Now, a few months shy of his 24th birthday, he’s the centerpiece and captain of Joachim Low’s Germany (the Confederations Cup version, of course) and looking a class apart. So much so that Low seems to have rearranged the team around him, giving him the kind of freedom players are rarely afforded in the modern game. Indeed, it’s the sort of license that no German player (at least not on a Low team) has arguably had for a very long time.

“It doesn’t matter what the lineup is, Draxler will always have a lot of freedom with me,” said Low after Germany’s 3-1 victory over Cameroon that sealed their place in the semifinal against Mexico in Sochi on Thursday. “There is a variety to what he can do on the pitch, and he can find the right position on his own.”

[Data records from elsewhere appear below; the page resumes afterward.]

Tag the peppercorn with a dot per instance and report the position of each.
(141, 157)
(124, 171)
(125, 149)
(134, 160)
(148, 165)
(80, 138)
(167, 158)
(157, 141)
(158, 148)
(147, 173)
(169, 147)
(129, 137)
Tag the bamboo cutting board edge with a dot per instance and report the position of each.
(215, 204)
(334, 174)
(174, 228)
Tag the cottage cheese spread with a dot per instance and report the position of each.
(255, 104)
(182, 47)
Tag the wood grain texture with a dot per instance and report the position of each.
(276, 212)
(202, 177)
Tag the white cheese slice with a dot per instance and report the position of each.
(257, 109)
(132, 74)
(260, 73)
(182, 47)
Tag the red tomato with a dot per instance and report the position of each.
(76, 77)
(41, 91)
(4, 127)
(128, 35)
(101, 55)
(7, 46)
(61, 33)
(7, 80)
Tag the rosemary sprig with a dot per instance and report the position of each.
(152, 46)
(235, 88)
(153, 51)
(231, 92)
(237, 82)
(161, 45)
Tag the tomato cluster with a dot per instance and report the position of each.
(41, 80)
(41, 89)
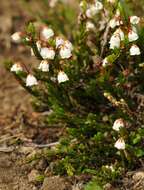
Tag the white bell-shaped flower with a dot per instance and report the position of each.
(62, 77)
(120, 33)
(47, 53)
(120, 144)
(105, 62)
(134, 20)
(114, 42)
(135, 50)
(118, 124)
(68, 44)
(16, 67)
(113, 23)
(59, 41)
(90, 26)
(31, 80)
(91, 11)
(98, 5)
(132, 35)
(111, 1)
(65, 52)
(44, 66)
(46, 33)
(16, 37)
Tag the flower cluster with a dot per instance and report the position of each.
(62, 49)
(130, 33)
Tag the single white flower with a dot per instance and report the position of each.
(90, 26)
(110, 167)
(62, 77)
(98, 5)
(135, 50)
(44, 66)
(113, 23)
(65, 52)
(31, 80)
(91, 11)
(105, 62)
(118, 124)
(59, 41)
(52, 3)
(16, 67)
(132, 36)
(46, 33)
(134, 20)
(120, 33)
(47, 53)
(16, 37)
(68, 44)
(38, 44)
(114, 42)
(116, 21)
(120, 144)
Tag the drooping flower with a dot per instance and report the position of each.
(44, 66)
(114, 42)
(47, 53)
(16, 67)
(31, 80)
(16, 37)
(46, 33)
(59, 41)
(135, 50)
(120, 144)
(68, 44)
(90, 26)
(62, 77)
(116, 21)
(120, 33)
(134, 20)
(118, 124)
(98, 5)
(94, 9)
(132, 35)
(105, 62)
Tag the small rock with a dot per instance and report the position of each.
(32, 175)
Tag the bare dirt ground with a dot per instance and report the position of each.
(20, 127)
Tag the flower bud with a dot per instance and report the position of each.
(16, 37)
(90, 26)
(120, 33)
(16, 67)
(132, 36)
(31, 80)
(59, 41)
(44, 66)
(62, 77)
(47, 53)
(105, 62)
(120, 144)
(119, 123)
(135, 50)
(65, 52)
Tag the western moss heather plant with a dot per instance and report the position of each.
(93, 86)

Against Cameroon, just as he did against Chile on Wednesday, Low employed a back three, with full-backs Joshua Kimmich and Marvin Plattenhardt pushing up on either flank. They offered the width while Timo Werner did the running up front as the attacking terminus. Sebastian Rudy and Emre Can protected the defence, and Kemir Demirbay was the link man.

As for Draxler?

He Draxlered.

Sometimes he drifted wide, sometimes he ghosted ahead of Werner. Sometimes he disappeared, sometimes he conjured up space between the midfield and the attack.

“And sometimes, when our lateral center-backs [Antonio Rudiger and Matias Ginter] struggled with their build-up play, he popped up near them to take off the pressure,” Low added. “He has an incredible versatility, an incredible range of possibilities. And he’s not afraid to use them. He’s always available and has a knack for changing direction. For an opponent, it’s so difficult to control.”

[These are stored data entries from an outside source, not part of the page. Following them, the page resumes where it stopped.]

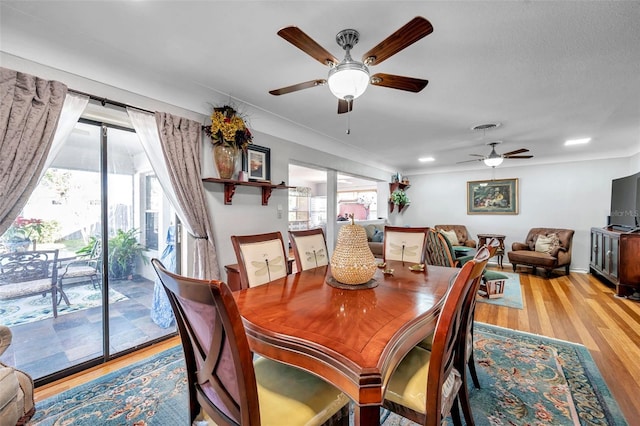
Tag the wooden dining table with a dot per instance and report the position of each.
(353, 338)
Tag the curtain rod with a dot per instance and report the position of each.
(105, 101)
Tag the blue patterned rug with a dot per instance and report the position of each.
(526, 380)
(35, 308)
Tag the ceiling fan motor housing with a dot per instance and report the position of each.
(349, 79)
(347, 39)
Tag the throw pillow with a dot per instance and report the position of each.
(452, 237)
(378, 236)
(547, 244)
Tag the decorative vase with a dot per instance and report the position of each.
(352, 261)
(225, 157)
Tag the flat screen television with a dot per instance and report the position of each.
(625, 203)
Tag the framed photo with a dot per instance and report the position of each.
(492, 196)
(256, 161)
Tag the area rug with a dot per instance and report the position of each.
(512, 297)
(525, 379)
(35, 308)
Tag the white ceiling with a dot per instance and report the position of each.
(546, 70)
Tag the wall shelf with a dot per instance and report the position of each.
(393, 186)
(230, 188)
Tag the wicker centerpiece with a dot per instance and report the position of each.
(352, 262)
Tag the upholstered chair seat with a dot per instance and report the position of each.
(225, 380)
(547, 248)
(309, 248)
(459, 235)
(404, 243)
(17, 405)
(408, 385)
(261, 258)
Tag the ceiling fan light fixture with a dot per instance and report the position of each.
(493, 161)
(348, 79)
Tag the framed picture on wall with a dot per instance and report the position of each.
(256, 161)
(492, 196)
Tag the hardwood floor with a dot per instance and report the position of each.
(578, 308)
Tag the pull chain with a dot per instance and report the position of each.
(349, 122)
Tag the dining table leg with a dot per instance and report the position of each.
(369, 415)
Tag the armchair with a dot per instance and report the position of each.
(439, 251)
(16, 389)
(463, 236)
(547, 248)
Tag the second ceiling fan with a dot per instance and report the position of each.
(494, 159)
(348, 78)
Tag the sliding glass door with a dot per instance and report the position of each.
(100, 208)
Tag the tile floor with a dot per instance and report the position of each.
(44, 347)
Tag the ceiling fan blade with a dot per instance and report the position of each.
(344, 106)
(299, 39)
(299, 86)
(517, 151)
(411, 32)
(409, 84)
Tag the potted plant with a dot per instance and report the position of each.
(399, 198)
(123, 251)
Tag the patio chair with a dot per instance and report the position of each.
(83, 267)
(28, 273)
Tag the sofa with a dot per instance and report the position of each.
(462, 235)
(16, 389)
(547, 248)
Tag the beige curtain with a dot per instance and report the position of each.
(29, 111)
(181, 141)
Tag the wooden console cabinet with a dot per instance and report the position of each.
(615, 255)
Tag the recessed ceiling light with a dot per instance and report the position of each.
(577, 141)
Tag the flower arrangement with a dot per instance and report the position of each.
(228, 127)
(399, 197)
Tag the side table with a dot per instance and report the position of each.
(482, 240)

Draxler did this time and again against Cameroon and three incidents summed up his day.

First, there was a delightful back-heel out of nothing that allowed Demirbay to romp into the penalty box and open the scoring. Then there was a gorgeous, 30-yard pass with just enough arc on it to elude a defender and fall right into the stride of a sprinting Werner, who would ultimately put his shot wide. And finally, with Ginter being pressed, there was a moment when Draxler retreated deep with such a perfectly angled run that it drew three opponents, allowing Ginter enough time to make a tidy pass to Can.

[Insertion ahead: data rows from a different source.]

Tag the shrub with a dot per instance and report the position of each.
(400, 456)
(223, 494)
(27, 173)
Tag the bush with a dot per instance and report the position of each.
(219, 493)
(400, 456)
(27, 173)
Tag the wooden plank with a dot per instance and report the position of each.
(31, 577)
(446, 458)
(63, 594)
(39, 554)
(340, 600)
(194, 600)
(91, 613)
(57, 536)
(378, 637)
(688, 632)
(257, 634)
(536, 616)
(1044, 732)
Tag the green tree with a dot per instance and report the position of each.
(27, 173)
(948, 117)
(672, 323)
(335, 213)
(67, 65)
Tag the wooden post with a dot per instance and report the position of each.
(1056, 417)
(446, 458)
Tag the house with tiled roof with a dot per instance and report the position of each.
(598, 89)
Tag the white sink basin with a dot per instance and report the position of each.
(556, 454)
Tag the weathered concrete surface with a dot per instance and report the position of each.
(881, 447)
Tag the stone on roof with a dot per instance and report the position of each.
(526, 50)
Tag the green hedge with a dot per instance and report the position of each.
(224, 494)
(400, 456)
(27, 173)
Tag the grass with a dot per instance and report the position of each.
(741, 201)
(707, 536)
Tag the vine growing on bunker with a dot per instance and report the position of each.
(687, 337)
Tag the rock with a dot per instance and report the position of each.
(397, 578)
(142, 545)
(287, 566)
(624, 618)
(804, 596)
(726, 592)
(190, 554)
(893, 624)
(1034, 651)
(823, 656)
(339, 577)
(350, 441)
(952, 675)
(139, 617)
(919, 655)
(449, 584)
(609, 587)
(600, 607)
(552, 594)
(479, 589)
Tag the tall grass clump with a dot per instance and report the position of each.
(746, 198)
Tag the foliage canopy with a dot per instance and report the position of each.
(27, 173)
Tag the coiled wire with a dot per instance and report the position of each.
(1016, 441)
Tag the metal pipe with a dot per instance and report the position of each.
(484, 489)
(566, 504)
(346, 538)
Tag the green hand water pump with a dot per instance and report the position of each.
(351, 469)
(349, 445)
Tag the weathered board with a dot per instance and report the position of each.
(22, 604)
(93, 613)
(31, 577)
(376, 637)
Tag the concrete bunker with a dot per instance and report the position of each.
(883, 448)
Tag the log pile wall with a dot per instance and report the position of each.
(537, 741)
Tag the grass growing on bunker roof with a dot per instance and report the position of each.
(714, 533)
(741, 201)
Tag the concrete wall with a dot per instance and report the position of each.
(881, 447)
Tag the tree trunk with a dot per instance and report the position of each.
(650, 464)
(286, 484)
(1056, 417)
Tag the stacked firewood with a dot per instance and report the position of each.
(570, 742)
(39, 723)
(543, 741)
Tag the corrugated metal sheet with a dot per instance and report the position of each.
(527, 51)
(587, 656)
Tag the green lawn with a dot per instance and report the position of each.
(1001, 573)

Draxler was given free rein in Germany’s midfield, prompting some to wonder how this plays out at the World Cup.

You don’t see this sort of license much in the modern game, and it raises two interesting questions.

The first is whether this was a grand experiment by Low that we might see replicated next year. There’s obviously tons of competition in the attacking midfield/winger position — Thomas Mueller, Julian Brandt, Leon Goretzka, Mesut Ozil, Marco Reus, Leroy Sane, Serge Gnabry, Toni Kroos … the list goes on and on. But unless Draxler suffers a serious drop in form, he’ll be back next summer. So will Low simply deploy him wide as a cog in a well-oiled machine? Or does he rip up the German blueprint to accommodate Draxler in this free role, bearing in mind that there’s probably nobody else (unless Ozil travels back in time) with a similar skill set?

In football terms, it’s not a bad problem to have, brought about by their extraordinary abundance of depth. But you can’t help but wonder whether Low has something up his sleeve in making this team so Draxler-centric.

The other question concerns how Paris Saint-Germain (and Unai Emery, as long as he’s around) see Draxler’s future. Displays like this one suggest that maybe such role would work well for him there, too. To some degree, the side is going to be redrawn this summer, and their pursuit of Pierre-Emerick Aubemayang suggests that maybe Emery is open to playing with two strikers and a man behind.

All this talk may all be premature. Maybe Draxler is just on a hot streak. At the same time, he’s still just 23 and is just about to hit his prime, growing into the player his skill set suggests he can be. And his career, until now, has had highs and lows — some of them down to injury, some of them self-inflicted by his wanderlust.

You wonder what Draxler can become if he’s happy and in a stable environment with a manager willing to give him the keys to the team.